The fierce appetite for Asian warehouses was evident in the findings of a survey published in January by the Asian Association for Investors in Non-Listed Real Estate Vehicles. Among the city-sector investment combinations most favoured by respondents, the industrial and logistics sector accounted for six of the top 10, with warehouses in Sydney and Melbourne ranked first and second respectively.
Not surprisingly, the weight of capital targeting Asian logistics and the extreme bullishness around the sector have driven up prices to levels that look increasingly stretched for an asset class that is significantly less liquid and suffers from a lack of institutional-grade stock that makes it difficult for investors to build scale.
In a foretaste of things to come in the region, rental yields on premium logistics assets in Sydney are now on a par with their office equivalents, having fallen by more than two percentage points since the beginning of 2016. In Seoul and Shanghai, the gap between logistics and office yields has narrowed to just one percentage point, data from JLL shows.

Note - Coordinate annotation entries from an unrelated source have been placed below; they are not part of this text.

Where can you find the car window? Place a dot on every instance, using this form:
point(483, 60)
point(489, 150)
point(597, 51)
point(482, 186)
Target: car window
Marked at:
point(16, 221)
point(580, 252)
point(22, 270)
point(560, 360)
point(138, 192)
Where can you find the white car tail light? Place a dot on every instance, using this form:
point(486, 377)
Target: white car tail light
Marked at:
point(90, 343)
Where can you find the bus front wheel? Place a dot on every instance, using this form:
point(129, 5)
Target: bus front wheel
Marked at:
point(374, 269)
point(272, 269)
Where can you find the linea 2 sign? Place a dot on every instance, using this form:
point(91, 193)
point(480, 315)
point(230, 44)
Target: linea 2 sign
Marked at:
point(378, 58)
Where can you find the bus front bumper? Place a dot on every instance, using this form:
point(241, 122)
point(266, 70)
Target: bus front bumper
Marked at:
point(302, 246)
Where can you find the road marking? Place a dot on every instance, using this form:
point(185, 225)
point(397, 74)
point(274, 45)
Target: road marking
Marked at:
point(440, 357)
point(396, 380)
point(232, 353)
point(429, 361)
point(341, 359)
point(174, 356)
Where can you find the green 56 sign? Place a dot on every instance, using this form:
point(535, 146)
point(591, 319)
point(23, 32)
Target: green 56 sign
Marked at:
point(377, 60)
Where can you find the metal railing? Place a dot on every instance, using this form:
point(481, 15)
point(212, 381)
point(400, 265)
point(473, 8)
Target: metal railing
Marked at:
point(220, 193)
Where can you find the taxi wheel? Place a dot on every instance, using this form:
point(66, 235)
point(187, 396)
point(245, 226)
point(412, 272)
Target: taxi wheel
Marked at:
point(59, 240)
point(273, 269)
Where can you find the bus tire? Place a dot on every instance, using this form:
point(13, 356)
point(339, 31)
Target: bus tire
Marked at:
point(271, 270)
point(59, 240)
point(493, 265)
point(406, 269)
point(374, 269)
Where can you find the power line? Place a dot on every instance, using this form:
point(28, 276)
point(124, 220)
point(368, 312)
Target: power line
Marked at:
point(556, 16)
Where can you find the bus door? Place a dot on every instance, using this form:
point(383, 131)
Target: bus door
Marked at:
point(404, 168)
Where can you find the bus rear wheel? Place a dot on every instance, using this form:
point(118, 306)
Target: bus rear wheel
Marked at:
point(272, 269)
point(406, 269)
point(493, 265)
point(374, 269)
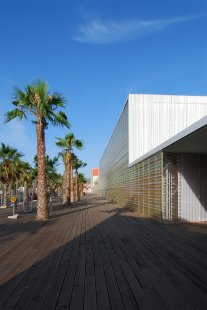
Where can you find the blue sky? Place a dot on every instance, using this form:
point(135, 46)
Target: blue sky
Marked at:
point(96, 52)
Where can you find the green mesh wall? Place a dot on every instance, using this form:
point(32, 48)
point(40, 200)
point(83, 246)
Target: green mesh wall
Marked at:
point(138, 187)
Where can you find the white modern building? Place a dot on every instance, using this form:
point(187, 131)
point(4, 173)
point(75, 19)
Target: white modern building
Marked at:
point(156, 160)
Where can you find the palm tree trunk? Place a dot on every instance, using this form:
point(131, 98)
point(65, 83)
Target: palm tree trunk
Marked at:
point(66, 180)
point(5, 195)
point(77, 193)
point(26, 192)
point(42, 208)
point(64, 191)
point(71, 185)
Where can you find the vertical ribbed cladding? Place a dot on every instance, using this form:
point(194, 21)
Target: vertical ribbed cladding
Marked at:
point(138, 187)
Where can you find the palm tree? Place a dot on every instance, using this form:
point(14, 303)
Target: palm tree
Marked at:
point(37, 102)
point(26, 176)
point(82, 181)
point(77, 164)
point(9, 166)
point(68, 144)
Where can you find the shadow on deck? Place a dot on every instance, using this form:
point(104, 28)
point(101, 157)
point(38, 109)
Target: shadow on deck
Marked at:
point(95, 255)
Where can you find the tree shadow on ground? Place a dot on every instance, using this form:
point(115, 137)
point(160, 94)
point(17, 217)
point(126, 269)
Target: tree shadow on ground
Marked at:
point(102, 258)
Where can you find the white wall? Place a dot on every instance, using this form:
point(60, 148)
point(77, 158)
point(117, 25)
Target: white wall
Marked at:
point(153, 119)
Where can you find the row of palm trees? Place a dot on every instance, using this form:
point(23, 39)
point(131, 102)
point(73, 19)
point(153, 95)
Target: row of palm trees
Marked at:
point(44, 108)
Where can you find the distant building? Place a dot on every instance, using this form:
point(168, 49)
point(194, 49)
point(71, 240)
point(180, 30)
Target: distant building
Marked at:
point(156, 159)
point(94, 176)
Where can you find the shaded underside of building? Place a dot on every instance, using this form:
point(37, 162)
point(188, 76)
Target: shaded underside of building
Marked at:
point(168, 181)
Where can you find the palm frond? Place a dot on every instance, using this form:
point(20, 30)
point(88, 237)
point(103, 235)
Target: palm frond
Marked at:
point(13, 114)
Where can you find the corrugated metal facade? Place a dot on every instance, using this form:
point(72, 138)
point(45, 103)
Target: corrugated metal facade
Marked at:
point(169, 186)
point(138, 187)
point(153, 119)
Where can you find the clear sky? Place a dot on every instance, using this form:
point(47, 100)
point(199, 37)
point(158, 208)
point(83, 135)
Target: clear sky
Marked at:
point(96, 52)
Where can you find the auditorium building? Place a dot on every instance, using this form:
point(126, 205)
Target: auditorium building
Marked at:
point(155, 162)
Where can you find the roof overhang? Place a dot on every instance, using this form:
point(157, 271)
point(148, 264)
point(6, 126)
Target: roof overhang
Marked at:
point(193, 139)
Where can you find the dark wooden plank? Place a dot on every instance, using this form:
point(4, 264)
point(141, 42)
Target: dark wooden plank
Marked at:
point(65, 296)
point(100, 279)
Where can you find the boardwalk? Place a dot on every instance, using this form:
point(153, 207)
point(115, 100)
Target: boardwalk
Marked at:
point(96, 255)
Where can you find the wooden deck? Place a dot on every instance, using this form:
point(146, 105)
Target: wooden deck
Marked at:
point(96, 255)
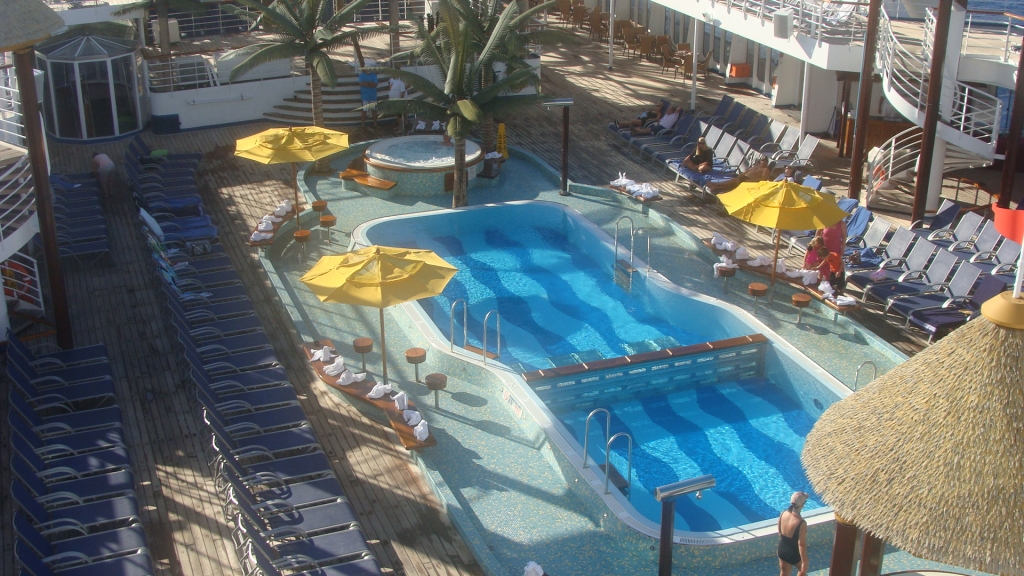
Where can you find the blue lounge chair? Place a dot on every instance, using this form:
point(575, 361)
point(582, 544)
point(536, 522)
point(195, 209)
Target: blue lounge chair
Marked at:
point(1003, 261)
point(915, 282)
point(893, 269)
point(81, 549)
point(59, 424)
point(87, 518)
point(79, 443)
point(943, 319)
point(75, 490)
point(56, 468)
point(137, 564)
point(59, 359)
point(957, 290)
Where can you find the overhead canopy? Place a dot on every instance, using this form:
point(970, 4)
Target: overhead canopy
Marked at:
point(930, 456)
point(24, 23)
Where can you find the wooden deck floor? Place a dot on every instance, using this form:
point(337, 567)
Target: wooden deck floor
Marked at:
point(120, 305)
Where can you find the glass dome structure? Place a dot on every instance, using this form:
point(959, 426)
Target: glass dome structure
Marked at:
point(92, 86)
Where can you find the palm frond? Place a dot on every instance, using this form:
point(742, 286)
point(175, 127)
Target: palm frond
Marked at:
point(263, 53)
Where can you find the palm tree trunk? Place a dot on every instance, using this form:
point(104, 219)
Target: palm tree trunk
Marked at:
point(164, 37)
point(459, 186)
point(323, 165)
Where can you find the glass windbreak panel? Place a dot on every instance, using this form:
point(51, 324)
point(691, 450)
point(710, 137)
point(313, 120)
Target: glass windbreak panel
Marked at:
point(718, 45)
point(66, 106)
point(96, 101)
point(125, 93)
point(762, 57)
point(47, 100)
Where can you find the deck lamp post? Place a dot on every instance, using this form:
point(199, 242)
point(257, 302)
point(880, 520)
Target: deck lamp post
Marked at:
point(564, 104)
point(667, 495)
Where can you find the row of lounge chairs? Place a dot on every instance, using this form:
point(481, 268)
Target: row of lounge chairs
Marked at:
point(738, 136)
point(81, 222)
point(76, 512)
point(287, 507)
point(935, 277)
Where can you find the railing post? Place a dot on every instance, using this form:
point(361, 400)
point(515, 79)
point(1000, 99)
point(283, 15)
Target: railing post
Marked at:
point(931, 123)
point(1016, 126)
point(24, 67)
point(864, 99)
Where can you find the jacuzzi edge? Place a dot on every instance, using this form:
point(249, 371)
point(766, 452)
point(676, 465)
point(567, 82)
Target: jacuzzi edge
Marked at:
point(565, 442)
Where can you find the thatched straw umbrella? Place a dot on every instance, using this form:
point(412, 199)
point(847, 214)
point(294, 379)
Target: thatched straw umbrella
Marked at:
point(930, 456)
point(24, 23)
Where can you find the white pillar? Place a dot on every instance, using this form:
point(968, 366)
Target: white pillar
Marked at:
point(697, 47)
point(804, 99)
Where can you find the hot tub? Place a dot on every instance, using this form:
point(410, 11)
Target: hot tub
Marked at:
point(418, 164)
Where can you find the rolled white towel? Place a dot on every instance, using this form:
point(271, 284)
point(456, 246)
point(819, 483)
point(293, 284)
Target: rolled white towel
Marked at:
point(347, 377)
point(846, 301)
point(337, 368)
point(401, 401)
point(324, 355)
point(421, 432)
point(379, 391)
point(412, 417)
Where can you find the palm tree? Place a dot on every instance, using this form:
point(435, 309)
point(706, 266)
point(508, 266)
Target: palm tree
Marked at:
point(482, 18)
point(304, 29)
point(461, 101)
point(163, 7)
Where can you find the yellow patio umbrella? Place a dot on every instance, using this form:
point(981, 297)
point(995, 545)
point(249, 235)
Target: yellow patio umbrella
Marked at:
point(278, 146)
point(782, 205)
point(379, 277)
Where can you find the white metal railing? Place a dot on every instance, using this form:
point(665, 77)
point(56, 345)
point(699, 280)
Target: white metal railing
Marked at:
point(17, 199)
point(982, 25)
point(205, 70)
point(974, 112)
point(11, 125)
point(828, 22)
point(20, 281)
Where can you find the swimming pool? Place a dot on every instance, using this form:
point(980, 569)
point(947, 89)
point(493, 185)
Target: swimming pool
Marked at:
point(549, 274)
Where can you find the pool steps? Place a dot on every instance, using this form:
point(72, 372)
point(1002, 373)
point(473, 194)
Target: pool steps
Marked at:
point(588, 384)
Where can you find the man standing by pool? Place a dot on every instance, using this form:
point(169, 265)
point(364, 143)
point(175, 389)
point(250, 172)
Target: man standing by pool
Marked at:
point(368, 89)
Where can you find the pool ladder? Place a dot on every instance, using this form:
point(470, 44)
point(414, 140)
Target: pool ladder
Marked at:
point(465, 330)
point(607, 450)
point(875, 373)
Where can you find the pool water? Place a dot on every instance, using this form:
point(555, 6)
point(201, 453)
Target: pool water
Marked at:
point(748, 435)
point(557, 305)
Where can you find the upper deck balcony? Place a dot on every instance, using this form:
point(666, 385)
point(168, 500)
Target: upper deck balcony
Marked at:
point(828, 35)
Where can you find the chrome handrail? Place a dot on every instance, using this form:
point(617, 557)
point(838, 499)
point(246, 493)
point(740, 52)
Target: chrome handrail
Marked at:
point(607, 463)
point(875, 373)
point(498, 330)
point(614, 256)
point(465, 326)
point(586, 432)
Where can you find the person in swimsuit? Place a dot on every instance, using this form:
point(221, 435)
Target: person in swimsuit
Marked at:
point(793, 548)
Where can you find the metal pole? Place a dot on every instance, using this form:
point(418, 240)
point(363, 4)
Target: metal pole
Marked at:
point(864, 99)
point(35, 141)
point(1016, 125)
point(668, 527)
point(565, 152)
point(611, 34)
point(931, 124)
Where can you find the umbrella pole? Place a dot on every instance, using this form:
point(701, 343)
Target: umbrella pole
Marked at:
point(774, 265)
point(383, 348)
point(295, 184)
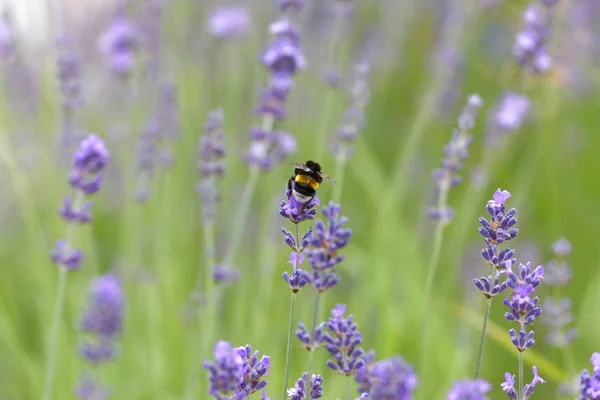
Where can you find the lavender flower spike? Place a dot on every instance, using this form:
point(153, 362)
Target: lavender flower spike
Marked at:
point(226, 372)
point(300, 391)
point(590, 383)
point(392, 378)
point(342, 342)
point(469, 390)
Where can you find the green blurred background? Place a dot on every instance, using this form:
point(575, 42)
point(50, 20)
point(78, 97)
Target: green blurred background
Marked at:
point(549, 166)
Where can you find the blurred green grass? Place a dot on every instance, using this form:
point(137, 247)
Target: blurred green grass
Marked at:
point(549, 166)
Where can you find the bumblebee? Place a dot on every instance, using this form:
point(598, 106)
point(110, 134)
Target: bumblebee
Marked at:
point(305, 181)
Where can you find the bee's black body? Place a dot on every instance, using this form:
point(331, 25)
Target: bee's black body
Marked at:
point(307, 178)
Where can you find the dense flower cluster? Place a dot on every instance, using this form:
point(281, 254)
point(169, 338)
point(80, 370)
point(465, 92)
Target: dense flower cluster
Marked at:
point(590, 383)
point(300, 391)
point(212, 164)
point(530, 45)
point(102, 322)
point(499, 229)
point(392, 378)
point(283, 57)
point(236, 373)
point(469, 390)
point(118, 44)
point(89, 160)
point(455, 153)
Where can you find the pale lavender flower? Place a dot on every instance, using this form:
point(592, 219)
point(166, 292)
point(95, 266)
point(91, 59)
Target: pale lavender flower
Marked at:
point(211, 165)
point(392, 378)
point(226, 372)
point(469, 390)
point(325, 244)
point(300, 391)
point(118, 44)
point(353, 119)
point(590, 383)
point(342, 342)
point(507, 115)
point(530, 44)
point(87, 165)
point(253, 371)
point(455, 153)
point(508, 385)
point(228, 22)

At a time when there are mounting concerns about liquidity-fueled bubbles in capital markets, it is not surprising that the fierceness of the decline in yields is fanning speculation that Asian logistics is a bubble in the making.
Yet, while the yield compression, if sustained, increases the risk that the sector becomes overvalued – and there are reasons to be skeptical about unbridled optimism about any asset or industry – the tumbling yields on Asian logistics properties are defensible.
First, there is a lot less uncertainty about the prospects for logistics real estate than there is about the future of offices. While the virus-induced mass work-from-home experiment poses a significant challenge to the role and purpose of offices, the pandemic has proved hugely beneficial to both the fundamentals of logistics properties and, just as importantly, investors’ perception of the sector.
Just a cursory glance at leasing activity shows the extent to which the virus has proved beneficial for logistics assets. Net absorption of warehouse space in major markets in Asia was not only higher last year than in 2019, demand in the first quarter of this year was the strongest for a first quarter in at least a decade, data from CBRE shows.
Moreover, many of the forces that are underpinning demand will outlast the pandemic. Not only is Covid-19 helping to raise the long-term growth rate of logistics real estate by increasing the role of e-commerce as a key driver of demand, it is also having a profound impact on supply chain management, creating new standards and benchmarks that will speed up the development of modern logistics facilities.
Second, if there is a bubble in the making, it is not in Asia, but in the United States, where yields on premium logistics assets in many cities, notably New York and Philadelphia, have fallen below those on offices. While logistics yields in Asia have declined more sharply than in other sectors over the past few years, they are dropping at a slower pace than in Europe and the US.
Third, although office buildings are much easier to acquire and more actively traded, the resilience and defensive characteristics of logistics properties have become much more apparent since the pandemic erupted. As high-quality warehouses become critical to many companies’ operations, investors are bound to want to increase their exposure to the sector.
With benchmark government bond yields set to remain at ultra-low levels for at least the next two years, higher-yielding property holds increasing appeal. JLL believes logistics “will become a core part of Asia-Pacific institutional real estate portfolios over the next five years”, partly because of its “diversification benefits”.
This will inevitably heighten concerns about valuations. Yet, with such enviably strong fundamentals, and a compelling narrative in a post-pandemic world, logistics is likely to remain one of the safest bets in Asian real estate.